Just as trade among individuals cannot lift everybody of poverty — otherwise India would never have seen 50% of her population living below the poverty line in 1972, trade among countries might not make all countries rich and with good reason. Such inability does not imply that we point our guns at ‘globalisation’ per se; instead it is essential to ensure that the mentioned hand maidens do their job. Trade is a harbinger of development but only when the hand maidens stop sulking and start delivering.

The following example, in the form of a fable, might cure doubting Thomases of some of their scepticism about the benefits of trade among communities/nations:

In the valley of flowers everything else has stopped growing. The human inhabitants, on the verge of starvation, have given up all hope when in walk a bunch of explorers from a neighbouring land laden with food, drink and other provisions. They are quite taken by the wild flowers of different hues and are ready to pay for these in terms of food and drink, which in any case they have in surplus. The flowers they buy enrich their lives; at the same time, inter-community trade saves the inhabitants of the flowering valley from starvation.
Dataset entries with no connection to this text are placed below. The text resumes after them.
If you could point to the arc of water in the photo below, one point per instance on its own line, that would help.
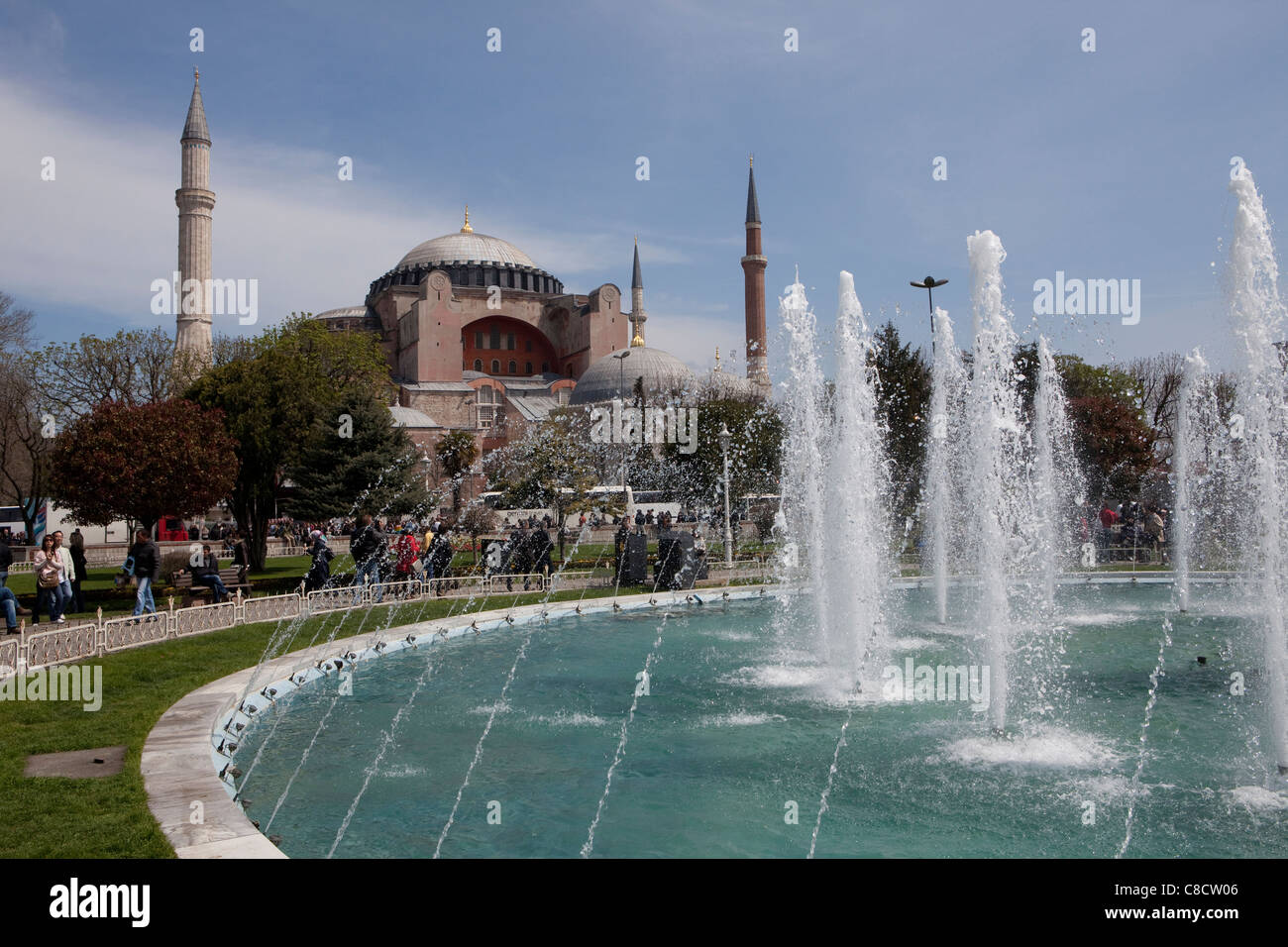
(1144, 732)
(505, 690)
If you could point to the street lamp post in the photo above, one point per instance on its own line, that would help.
(621, 382)
(724, 450)
(928, 285)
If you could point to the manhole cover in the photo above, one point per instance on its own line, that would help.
(77, 764)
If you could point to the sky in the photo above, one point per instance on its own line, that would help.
(1112, 163)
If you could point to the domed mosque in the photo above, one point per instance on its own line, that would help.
(480, 338)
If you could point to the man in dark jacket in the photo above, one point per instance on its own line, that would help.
(320, 573)
(368, 548)
(5, 558)
(147, 570)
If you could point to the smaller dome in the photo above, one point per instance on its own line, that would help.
(613, 376)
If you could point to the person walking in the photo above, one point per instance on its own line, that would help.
(147, 570)
(406, 552)
(368, 549)
(80, 570)
(67, 573)
(320, 570)
(48, 567)
(12, 609)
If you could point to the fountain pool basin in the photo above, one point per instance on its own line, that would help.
(729, 751)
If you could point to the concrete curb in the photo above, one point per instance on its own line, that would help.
(180, 764)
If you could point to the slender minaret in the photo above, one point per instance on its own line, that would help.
(754, 291)
(196, 201)
(638, 316)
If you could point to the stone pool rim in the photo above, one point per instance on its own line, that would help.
(179, 762)
(180, 766)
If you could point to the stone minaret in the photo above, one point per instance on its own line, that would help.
(196, 201)
(754, 292)
(638, 316)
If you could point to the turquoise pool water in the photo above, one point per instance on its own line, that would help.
(739, 728)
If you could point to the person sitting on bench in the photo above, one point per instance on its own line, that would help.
(206, 574)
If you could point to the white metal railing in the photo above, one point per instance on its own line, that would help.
(120, 634)
(197, 618)
(33, 651)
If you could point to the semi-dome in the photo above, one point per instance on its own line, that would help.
(612, 376)
(465, 248)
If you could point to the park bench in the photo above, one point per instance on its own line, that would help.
(230, 577)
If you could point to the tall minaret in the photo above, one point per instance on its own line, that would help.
(754, 291)
(638, 316)
(196, 201)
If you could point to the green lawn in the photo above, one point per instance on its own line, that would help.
(108, 817)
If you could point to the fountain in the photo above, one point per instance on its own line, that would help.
(947, 380)
(1257, 317)
(743, 719)
(995, 458)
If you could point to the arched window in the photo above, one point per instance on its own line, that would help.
(487, 401)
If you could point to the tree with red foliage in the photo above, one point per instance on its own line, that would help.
(1115, 445)
(143, 462)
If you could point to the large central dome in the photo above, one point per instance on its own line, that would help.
(465, 248)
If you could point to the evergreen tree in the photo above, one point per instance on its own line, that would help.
(355, 458)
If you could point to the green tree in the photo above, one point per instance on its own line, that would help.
(271, 393)
(550, 467)
(456, 455)
(356, 457)
(142, 462)
(755, 454)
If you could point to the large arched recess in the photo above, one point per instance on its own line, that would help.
(503, 339)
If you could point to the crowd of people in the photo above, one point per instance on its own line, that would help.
(1127, 530)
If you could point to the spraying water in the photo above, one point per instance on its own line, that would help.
(993, 434)
(1257, 316)
(803, 454)
(1183, 470)
(855, 483)
(1056, 478)
(948, 380)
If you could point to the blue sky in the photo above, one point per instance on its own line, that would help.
(1112, 163)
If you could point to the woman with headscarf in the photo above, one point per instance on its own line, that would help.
(320, 571)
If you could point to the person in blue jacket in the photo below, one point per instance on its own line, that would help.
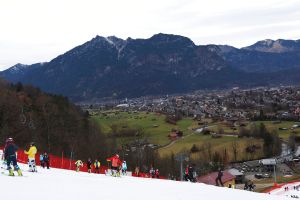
(42, 160)
(10, 156)
(124, 168)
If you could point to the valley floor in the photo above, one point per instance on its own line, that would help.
(63, 184)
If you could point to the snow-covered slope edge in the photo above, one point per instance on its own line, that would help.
(64, 185)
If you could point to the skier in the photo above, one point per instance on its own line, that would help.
(219, 178)
(186, 173)
(97, 166)
(42, 160)
(191, 172)
(78, 164)
(89, 165)
(46, 159)
(115, 164)
(152, 172)
(31, 157)
(124, 168)
(10, 156)
(157, 173)
(137, 171)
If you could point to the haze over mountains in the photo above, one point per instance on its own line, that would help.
(163, 64)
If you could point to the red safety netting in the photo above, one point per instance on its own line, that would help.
(56, 162)
(68, 164)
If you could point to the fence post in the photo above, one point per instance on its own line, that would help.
(62, 160)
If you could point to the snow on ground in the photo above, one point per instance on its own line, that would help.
(57, 184)
(290, 192)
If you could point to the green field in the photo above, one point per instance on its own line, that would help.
(284, 134)
(156, 130)
(152, 125)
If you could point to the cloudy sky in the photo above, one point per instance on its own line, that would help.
(38, 30)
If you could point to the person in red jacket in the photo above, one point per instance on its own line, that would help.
(115, 165)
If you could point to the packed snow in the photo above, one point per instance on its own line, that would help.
(289, 190)
(58, 184)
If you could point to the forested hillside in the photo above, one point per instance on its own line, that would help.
(52, 122)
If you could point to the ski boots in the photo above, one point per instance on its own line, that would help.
(11, 172)
(19, 172)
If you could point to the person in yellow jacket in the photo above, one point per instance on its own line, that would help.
(31, 157)
(97, 167)
(78, 164)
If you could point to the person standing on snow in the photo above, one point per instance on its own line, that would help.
(191, 173)
(31, 157)
(152, 172)
(46, 159)
(78, 164)
(157, 173)
(124, 168)
(219, 178)
(115, 164)
(97, 166)
(42, 161)
(10, 156)
(186, 173)
(89, 165)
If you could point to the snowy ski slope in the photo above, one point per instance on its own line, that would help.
(57, 184)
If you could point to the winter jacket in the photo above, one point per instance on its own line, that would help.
(124, 166)
(115, 161)
(187, 171)
(79, 163)
(97, 164)
(10, 150)
(220, 174)
(46, 157)
(31, 153)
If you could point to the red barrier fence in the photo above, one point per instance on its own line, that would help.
(68, 164)
(56, 162)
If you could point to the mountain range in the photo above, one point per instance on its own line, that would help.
(110, 67)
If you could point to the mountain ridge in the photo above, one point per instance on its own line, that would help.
(162, 64)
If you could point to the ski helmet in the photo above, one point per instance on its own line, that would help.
(8, 140)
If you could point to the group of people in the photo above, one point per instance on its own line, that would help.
(249, 185)
(45, 160)
(154, 173)
(189, 174)
(10, 157)
(117, 166)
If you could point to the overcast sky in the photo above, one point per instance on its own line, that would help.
(39, 30)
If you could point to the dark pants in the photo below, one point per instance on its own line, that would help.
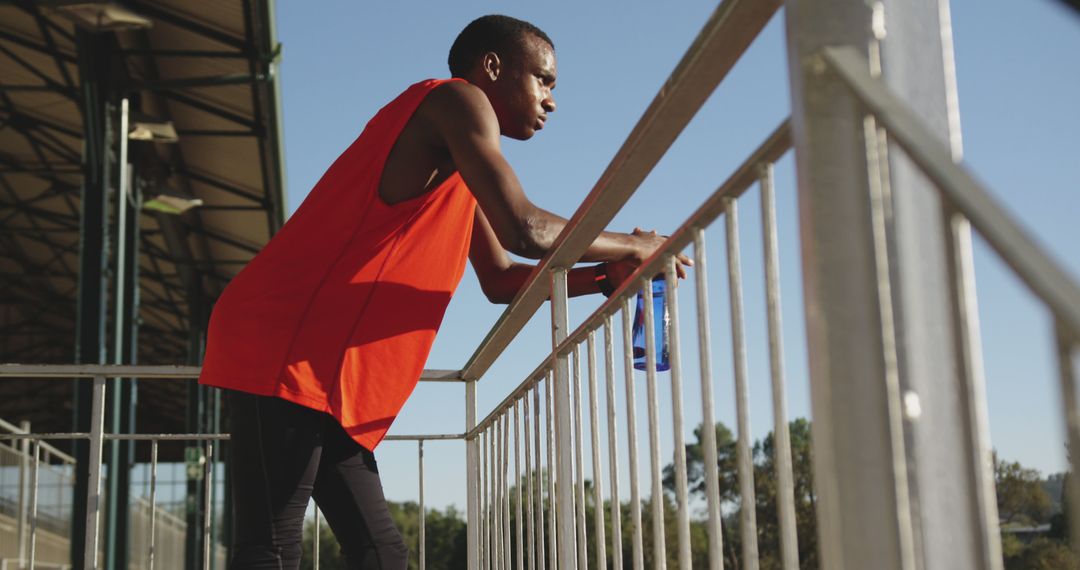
(281, 456)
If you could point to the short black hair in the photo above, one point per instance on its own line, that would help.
(494, 32)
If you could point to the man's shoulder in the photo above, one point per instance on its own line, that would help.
(457, 102)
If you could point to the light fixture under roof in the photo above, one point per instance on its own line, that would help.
(170, 201)
(103, 16)
(152, 131)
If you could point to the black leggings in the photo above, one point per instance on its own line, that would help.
(282, 455)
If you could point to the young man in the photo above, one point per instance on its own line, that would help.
(324, 335)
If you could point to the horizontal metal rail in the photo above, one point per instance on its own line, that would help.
(1030, 262)
(714, 52)
(149, 372)
(778, 143)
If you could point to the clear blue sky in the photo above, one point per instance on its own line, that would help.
(1018, 85)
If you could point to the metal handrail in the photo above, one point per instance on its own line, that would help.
(150, 372)
(723, 40)
(773, 147)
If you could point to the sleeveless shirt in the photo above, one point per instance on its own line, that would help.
(339, 310)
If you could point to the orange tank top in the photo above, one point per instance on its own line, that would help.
(339, 310)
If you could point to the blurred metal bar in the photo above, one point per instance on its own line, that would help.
(714, 52)
(530, 528)
(578, 461)
(747, 518)
(679, 451)
(1067, 368)
(316, 538)
(707, 426)
(1028, 260)
(612, 444)
(508, 552)
(541, 558)
(594, 432)
(24, 466)
(635, 493)
(549, 423)
(93, 501)
(517, 486)
(497, 555)
(973, 381)
(944, 444)
(472, 480)
(153, 503)
(207, 504)
(660, 561)
(485, 547)
(35, 469)
(423, 543)
(782, 438)
(567, 550)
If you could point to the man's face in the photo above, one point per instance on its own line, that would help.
(522, 95)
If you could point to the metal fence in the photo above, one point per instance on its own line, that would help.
(902, 461)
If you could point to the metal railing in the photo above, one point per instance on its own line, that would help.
(526, 462)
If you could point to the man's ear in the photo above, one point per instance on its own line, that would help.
(491, 66)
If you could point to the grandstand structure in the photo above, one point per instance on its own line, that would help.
(140, 167)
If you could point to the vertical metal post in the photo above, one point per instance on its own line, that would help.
(893, 431)
(116, 513)
(153, 501)
(612, 444)
(564, 488)
(530, 528)
(747, 519)
(517, 487)
(659, 547)
(472, 479)
(24, 467)
(419, 459)
(782, 447)
(485, 546)
(94, 71)
(676, 378)
(315, 539)
(207, 504)
(508, 553)
(594, 432)
(34, 504)
(1067, 368)
(579, 462)
(635, 492)
(550, 447)
(541, 557)
(707, 428)
(93, 499)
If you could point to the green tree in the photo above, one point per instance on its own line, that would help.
(1022, 498)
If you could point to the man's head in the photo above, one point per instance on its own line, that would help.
(513, 62)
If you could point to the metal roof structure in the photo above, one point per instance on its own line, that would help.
(204, 69)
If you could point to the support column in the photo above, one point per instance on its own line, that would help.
(90, 330)
(898, 453)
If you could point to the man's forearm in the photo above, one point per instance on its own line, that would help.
(579, 281)
(608, 246)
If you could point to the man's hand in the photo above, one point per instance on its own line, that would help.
(647, 244)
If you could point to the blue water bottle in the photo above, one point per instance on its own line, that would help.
(661, 322)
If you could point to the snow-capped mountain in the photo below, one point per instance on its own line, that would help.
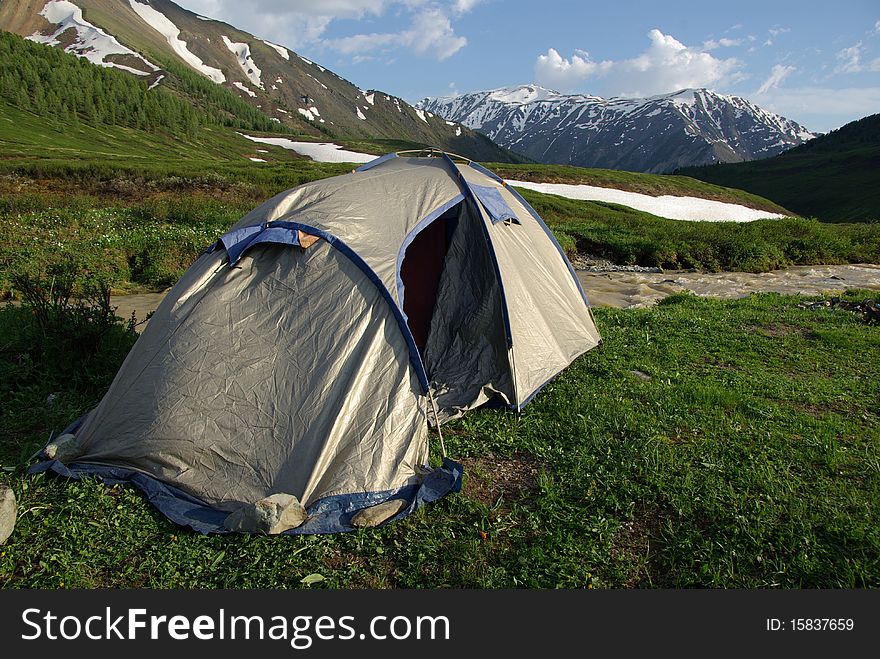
(657, 134)
(148, 38)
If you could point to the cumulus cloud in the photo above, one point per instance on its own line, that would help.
(779, 73)
(667, 65)
(851, 60)
(464, 6)
(553, 70)
(430, 34)
(724, 42)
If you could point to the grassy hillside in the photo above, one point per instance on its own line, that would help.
(835, 178)
(649, 184)
(630, 237)
(749, 459)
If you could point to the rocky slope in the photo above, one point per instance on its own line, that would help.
(145, 37)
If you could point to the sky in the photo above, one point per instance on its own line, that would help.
(815, 63)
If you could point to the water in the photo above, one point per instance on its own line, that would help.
(626, 290)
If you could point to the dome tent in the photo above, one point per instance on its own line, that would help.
(298, 362)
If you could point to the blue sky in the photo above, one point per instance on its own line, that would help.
(816, 63)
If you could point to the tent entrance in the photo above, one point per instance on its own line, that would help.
(420, 273)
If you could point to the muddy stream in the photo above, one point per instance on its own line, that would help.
(626, 290)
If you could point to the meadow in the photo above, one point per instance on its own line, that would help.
(704, 444)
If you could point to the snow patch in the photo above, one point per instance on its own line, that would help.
(159, 22)
(244, 89)
(243, 52)
(317, 151)
(281, 50)
(674, 208)
(91, 42)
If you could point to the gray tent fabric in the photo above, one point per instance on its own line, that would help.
(281, 367)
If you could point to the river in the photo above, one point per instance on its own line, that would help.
(626, 290)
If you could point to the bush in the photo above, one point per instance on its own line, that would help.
(66, 326)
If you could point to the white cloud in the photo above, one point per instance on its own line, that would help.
(724, 42)
(360, 43)
(553, 70)
(667, 65)
(430, 33)
(779, 73)
(464, 6)
(851, 59)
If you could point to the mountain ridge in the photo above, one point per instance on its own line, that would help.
(656, 134)
(289, 89)
(835, 177)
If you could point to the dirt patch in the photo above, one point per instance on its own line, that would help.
(774, 330)
(780, 330)
(634, 547)
(359, 572)
(491, 478)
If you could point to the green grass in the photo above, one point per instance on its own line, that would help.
(649, 184)
(631, 237)
(835, 178)
(750, 459)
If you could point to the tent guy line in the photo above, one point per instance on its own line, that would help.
(287, 382)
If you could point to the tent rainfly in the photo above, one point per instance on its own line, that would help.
(287, 382)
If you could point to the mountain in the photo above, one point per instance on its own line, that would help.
(656, 134)
(835, 177)
(161, 43)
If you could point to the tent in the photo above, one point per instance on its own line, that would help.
(287, 382)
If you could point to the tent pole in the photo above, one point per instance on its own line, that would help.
(515, 386)
(437, 421)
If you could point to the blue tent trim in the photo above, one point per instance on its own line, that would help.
(290, 229)
(488, 172)
(534, 214)
(466, 188)
(237, 242)
(494, 203)
(331, 514)
(377, 161)
(433, 215)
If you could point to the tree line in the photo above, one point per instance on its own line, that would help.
(67, 90)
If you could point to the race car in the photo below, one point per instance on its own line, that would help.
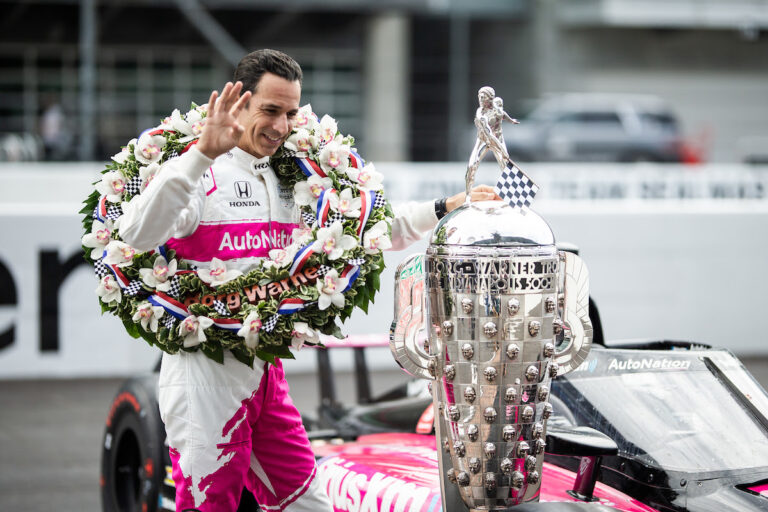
(639, 426)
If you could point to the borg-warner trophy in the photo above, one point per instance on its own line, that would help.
(504, 312)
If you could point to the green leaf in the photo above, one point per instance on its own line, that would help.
(132, 329)
(242, 356)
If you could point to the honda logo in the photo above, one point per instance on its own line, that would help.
(242, 189)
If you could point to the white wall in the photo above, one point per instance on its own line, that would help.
(660, 267)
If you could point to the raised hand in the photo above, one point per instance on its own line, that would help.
(222, 131)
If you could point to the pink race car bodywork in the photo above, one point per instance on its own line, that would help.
(398, 472)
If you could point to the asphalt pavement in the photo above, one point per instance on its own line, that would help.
(51, 434)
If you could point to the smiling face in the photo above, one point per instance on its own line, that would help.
(268, 119)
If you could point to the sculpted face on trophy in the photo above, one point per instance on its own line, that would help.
(504, 312)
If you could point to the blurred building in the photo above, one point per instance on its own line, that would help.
(401, 75)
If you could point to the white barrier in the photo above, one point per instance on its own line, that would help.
(690, 268)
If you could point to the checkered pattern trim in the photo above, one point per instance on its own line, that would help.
(270, 324)
(379, 202)
(308, 218)
(133, 288)
(221, 308)
(334, 217)
(114, 211)
(515, 187)
(133, 187)
(100, 268)
(175, 289)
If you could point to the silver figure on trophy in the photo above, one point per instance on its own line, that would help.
(490, 314)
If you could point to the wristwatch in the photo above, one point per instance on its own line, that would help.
(440, 208)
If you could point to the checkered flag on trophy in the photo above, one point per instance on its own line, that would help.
(515, 187)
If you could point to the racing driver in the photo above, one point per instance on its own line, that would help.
(230, 425)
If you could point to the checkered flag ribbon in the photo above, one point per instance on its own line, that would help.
(515, 187)
(133, 288)
(175, 289)
(379, 202)
(114, 211)
(133, 187)
(270, 324)
(221, 308)
(308, 218)
(334, 217)
(100, 268)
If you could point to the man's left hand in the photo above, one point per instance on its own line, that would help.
(478, 193)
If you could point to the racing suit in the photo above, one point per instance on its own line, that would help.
(230, 425)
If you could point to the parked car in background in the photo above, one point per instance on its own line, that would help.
(599, 127)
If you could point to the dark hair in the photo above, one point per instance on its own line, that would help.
(253, 66)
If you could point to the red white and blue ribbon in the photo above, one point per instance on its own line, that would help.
(367, 200)
(310, 167)
(356, 160)
(351, 272)
(292, 305)
(101, 209)
(300, 259)
(324, 205)
(171, 306)
(228, 324)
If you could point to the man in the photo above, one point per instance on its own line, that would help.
(230, 425)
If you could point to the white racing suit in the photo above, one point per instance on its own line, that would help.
(231, 425)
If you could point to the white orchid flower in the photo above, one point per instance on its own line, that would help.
(112, 185)
(217, 274)
(305, 118)
(193, 329)
(376, 239)
(123, 155)
(108, 290)
(345, 204)
(166, 123)
(147, 173)
(331, 287)
(334, 157)
(306, 192)
(333, 242)
(327, 129)
(159, 276)
(148, 315)
(250, 329)
(283, 257)
(301, 141)
(367, 178)
(149, 148)
(302, 334)
(119, 253)
(191, 124)
(98, 238)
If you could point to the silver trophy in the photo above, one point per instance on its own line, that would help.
(490, 315)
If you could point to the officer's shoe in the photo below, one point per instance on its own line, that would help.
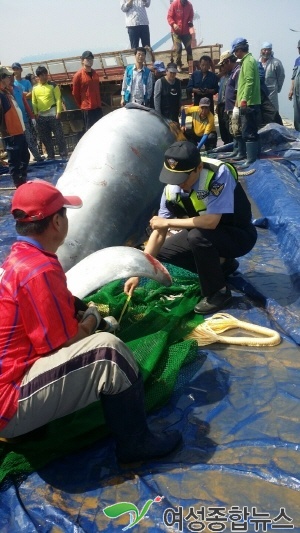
(229, 267)
(212, 304)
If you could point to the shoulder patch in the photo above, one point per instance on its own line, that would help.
(216, 189)
(202, 194)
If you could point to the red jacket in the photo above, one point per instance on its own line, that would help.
(86, 89)
(180, 15)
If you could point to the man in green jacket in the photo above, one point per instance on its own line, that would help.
(248, 100)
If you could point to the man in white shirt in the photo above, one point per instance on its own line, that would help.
(137, 22)
(137, 83)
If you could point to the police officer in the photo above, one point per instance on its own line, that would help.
(205, 202)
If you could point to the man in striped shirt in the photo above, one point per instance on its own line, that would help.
(51, 363)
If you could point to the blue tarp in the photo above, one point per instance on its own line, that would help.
(238, 407)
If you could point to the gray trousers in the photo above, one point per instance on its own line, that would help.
(72, 378)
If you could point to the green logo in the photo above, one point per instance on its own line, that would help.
(118, 509)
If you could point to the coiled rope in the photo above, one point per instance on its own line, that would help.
(209, 332)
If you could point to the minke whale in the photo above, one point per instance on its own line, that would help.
(115, 169)
(113, 263)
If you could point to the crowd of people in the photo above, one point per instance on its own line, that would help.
(243, 95)
(57, 354)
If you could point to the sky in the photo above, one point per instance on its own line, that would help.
(49, 29)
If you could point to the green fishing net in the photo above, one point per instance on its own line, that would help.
(153, 325)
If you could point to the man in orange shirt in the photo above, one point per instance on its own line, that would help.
(86, 91)
(180, 18)
(12, 130)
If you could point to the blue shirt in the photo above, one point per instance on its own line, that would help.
(216, 204)
(18, 95)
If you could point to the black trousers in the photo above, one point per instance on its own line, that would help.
(200, 250)
(223, 119)
(18, 157)
(137, 33)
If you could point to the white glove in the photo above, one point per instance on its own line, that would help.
(112, 325)
(92, 310)
(235, 113)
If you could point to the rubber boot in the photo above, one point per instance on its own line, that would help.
(241, 150)
(234, 152)
(126, 417)
(252, 150)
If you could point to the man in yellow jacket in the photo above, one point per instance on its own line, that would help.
(47, 107)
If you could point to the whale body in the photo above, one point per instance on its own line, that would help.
(113, 263)
(115, 170)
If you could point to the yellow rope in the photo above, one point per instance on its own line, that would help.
(124, 308)
(209, 332)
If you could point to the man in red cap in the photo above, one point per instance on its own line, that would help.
(51, 363)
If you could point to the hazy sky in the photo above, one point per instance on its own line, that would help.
(62, 28)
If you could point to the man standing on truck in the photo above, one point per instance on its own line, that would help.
(12, 130)
(180, 17)
(137, 83)
(86, 91)
(137, 22)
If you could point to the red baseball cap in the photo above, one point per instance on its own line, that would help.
(39, 199)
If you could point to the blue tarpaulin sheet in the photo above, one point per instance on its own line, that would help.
(238, 407)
This fable, with a Bollywood type saccharine ring to it, nevertheless is both illustrative and representative of the huge potential benefits that might flow from trade — gains that have been exploited by South Korea, then China and finally India and Vietnam to grow and escape from the poverty trap. This is not to say that international trade will be the saviour under all circumstances. As pointed out earlier, the presence of opportunities for trade among individuals, though essential for their survival, is often not sufficient; it is then foolish to expect international trade to have all the answers. Just like poor individuals, poor countries may remain so because they have nothing to offer the rest of the world.

Trade in this case might just become a distraction; it results in no additional income but introduces countries to the attractions of the global market place. Some borrow, spend on these attractions and get mired knee deep in debt. Is this any different from a man borrowing a huge amount from the local money lender and going on a spending spree? Moreover, is this a good reason for every country to close its trading doors to the rest of the world? Of course not; the potential benefits dwarf the losses that might result from misuse of the trading instrument. All of man’s modern inventions—the telephone, television, internet, credit cards to name just a few— can and have been misused. But given the huge benefits that they confer on society and humanity, nobody calls for a ban on these; their use and popularity increase by the month. Why should ‘international trade’ be the odd one out?